An investigation by the Police Ombudsman’s Office has rejected claims that police waited 40 minutes before summoning help for a boy whose leg had been broken in an alleged assault.
The incident happened in Co. Down in June last year. The boy’s mother said her son was chased and tackled to the ground by a shopkeeper who mistakenly believed he had stolen from his shop.
She said her son suffered a broken leg, a black eye and bruising during the incident, and spent a week in hospital after surgery on his leg.
Despite this, she said police had accused him of feigning injury and refused to call an ambulance for 40 minutes.
She also alleged that police had failed to conduct a proper investigation, resulting in the Public Prosecution Service deciding not to prosecute the shopkeeper.
However, when a Police Ombudsman investigator interviewed the investigating police officer and examined police records, it emerged that there were markedly different accounts of what had happened.

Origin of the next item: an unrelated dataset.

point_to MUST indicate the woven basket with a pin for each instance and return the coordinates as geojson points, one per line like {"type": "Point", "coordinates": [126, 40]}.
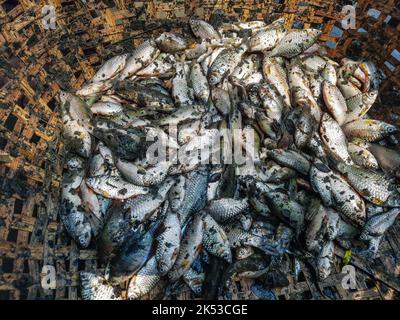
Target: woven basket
{"type": "Point", "coordinates": [36, 62]}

The boy claimed that the shopkeeper had kicked him on the knee. He was searched and police found no stolen items in his possession. They noted that his right knee was swollen, his right eye was very red and that he had marks on his neck.
The shopkeeper, however, said the boy had fallen from a wall while running away with two other boys after being disturbed while attempting to steal items from a storage area at the rear of his shop.
Police records also indicated that officers had arrived at the incident within four minutes of receiving a 999 call, and had called for an ambulance four minutes later.
These timings were confirmed by the Northern Ireland Ambulance Service, whose records showed that an ambulance had arrived at the scene within seven minutes of being requested by police.
It also became clear that the boy’s friends had refused to provide statements to police about what had happened.
The investigator found that police had conducted an appropriate investigation into the alleged assault. All available evidence had been submitted by police to the PPS, which had then directed that there was insufficient evidence to prosecute.